Summary by CodeRabbit

New Features
- Default task results backend switched to RPC (RabbitMQ).
- Added Redis health checks and connection tuning options.
Bug Fixes
- Increased background job connection timeout (30s → 40s) for improved reliability.
- Reduced heartbeat interval (60s → 30s) to detect connection issues faster.
- Enabled automatic cancellation of long-running tasks on connection loss and added broker retry/startup resilience.
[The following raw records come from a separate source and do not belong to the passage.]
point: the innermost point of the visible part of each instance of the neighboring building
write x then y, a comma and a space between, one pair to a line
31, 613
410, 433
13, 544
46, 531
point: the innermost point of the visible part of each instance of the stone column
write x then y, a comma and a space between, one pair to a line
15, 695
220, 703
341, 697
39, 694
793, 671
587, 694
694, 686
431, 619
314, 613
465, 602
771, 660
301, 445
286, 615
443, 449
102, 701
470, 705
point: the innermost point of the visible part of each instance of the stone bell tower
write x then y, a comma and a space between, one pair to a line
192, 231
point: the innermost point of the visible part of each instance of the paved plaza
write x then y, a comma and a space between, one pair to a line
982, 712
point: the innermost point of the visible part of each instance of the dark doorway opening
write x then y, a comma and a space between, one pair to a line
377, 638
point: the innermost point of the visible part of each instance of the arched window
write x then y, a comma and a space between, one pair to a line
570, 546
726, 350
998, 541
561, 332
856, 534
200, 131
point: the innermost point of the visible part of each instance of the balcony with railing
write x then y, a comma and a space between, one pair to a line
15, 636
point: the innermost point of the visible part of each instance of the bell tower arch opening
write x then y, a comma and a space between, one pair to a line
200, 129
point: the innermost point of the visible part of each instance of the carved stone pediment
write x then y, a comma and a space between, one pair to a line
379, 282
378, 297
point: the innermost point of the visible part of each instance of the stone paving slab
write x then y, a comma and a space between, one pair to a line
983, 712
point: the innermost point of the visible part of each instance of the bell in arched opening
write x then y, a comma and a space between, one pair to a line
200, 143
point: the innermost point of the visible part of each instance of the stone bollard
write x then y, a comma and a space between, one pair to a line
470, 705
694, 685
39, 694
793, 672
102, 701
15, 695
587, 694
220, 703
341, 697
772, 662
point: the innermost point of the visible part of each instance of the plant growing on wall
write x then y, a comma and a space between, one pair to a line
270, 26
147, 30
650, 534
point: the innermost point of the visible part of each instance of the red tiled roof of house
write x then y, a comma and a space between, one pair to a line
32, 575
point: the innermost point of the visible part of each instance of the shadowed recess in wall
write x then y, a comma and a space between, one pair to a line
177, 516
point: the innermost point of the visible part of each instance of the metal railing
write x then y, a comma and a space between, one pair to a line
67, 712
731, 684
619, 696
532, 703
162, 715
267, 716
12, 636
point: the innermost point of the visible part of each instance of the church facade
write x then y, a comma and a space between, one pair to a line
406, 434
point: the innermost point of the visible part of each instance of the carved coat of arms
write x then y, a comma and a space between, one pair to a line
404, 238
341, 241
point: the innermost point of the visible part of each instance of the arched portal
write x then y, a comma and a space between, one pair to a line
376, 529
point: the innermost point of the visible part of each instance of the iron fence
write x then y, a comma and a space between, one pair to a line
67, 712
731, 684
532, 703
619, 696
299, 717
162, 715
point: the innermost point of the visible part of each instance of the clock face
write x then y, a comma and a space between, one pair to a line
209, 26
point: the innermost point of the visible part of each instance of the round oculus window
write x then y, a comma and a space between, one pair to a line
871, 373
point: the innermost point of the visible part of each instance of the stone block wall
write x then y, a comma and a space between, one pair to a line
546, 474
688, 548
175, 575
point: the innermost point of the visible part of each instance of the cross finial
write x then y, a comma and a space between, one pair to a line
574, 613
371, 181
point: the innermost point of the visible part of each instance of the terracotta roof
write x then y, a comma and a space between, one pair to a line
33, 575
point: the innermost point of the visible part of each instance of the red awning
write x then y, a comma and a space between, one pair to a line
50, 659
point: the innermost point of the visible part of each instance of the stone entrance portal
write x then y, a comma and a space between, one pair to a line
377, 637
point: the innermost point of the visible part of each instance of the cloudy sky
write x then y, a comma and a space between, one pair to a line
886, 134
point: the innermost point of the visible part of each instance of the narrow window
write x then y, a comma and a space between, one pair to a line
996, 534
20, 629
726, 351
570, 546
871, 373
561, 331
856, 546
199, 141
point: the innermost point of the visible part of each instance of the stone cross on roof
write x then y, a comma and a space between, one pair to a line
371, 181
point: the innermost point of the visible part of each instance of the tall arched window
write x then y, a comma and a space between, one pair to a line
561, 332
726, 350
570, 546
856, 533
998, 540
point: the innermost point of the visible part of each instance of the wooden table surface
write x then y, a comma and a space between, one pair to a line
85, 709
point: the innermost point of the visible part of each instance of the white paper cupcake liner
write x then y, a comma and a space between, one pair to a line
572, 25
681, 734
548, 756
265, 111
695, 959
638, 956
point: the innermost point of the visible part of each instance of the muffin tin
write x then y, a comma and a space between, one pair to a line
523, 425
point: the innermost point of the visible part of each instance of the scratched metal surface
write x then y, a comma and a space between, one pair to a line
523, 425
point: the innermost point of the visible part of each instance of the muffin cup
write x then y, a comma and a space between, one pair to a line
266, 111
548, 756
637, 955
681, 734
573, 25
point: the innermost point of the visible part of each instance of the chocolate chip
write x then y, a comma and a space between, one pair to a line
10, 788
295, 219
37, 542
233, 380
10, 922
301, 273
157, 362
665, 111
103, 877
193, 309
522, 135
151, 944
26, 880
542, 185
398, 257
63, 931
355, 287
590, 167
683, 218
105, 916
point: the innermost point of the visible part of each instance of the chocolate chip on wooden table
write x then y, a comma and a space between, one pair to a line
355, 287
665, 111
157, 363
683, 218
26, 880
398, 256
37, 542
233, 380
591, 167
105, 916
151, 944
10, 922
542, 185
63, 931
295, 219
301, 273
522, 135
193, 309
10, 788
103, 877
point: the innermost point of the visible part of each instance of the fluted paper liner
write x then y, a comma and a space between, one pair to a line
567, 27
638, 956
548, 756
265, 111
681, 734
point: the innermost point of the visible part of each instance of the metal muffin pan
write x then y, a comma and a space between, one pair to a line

coderabbitai · 2025-11-16T05:53:13Z

Caution

Review failed

The pull request is closed.

Note

Other AI code review bot(s) detected

CodeRabbit has detected other AI code review bot(s) in this pull request and will avoid duplicating their findings in the review comments. This may lead to a less comprehensive review.

Walkthrough

Changed Celery defaults and health/transport settings: result backend default set to rpc://, new Redis and Celery worker health-related settings added, broker transport socket_connect_timeout increased to 40s and heartbeat reduced to 30s, and worker cancel-on-connection-loss enabled.

Changes

Cohort / File(s)	Change Summary
Celery settings `config/settings/base.py`	Set `CELERY_RESULT_BACKEND` default to `"rpc://"`; added `CELERY_WORKER_CANCEL_LONG_RUNNING_TASKS_ON_CONNECTION_LOSS = True`; added Redis-related settings `CELERY_REDIS_MAX_CONNECTIONS`, `CELERY_REDIS_SOCKET_TIMEOUT`, `CELERY_REDIS_SOCKET_KEEPALIVE`, `CELERY_REDIS_BACKEND_HEALTH_CHECK_INTERVAL`; added `CELERY_BROKER_CONNECTION_RETRY`/startup retry behavior; updated `CELERY_BROKER_TRANSPORT_OPTIONS` (`socket_connect_timeout`: 30→40, `heartbeat`: 60→30).
Environment files `envs/.ci/.django`, `envs/.local/.django`	Added `CELERY_RESULT_BACKEND=rpc://` with comment indicating RabbitMQ is used for results backend.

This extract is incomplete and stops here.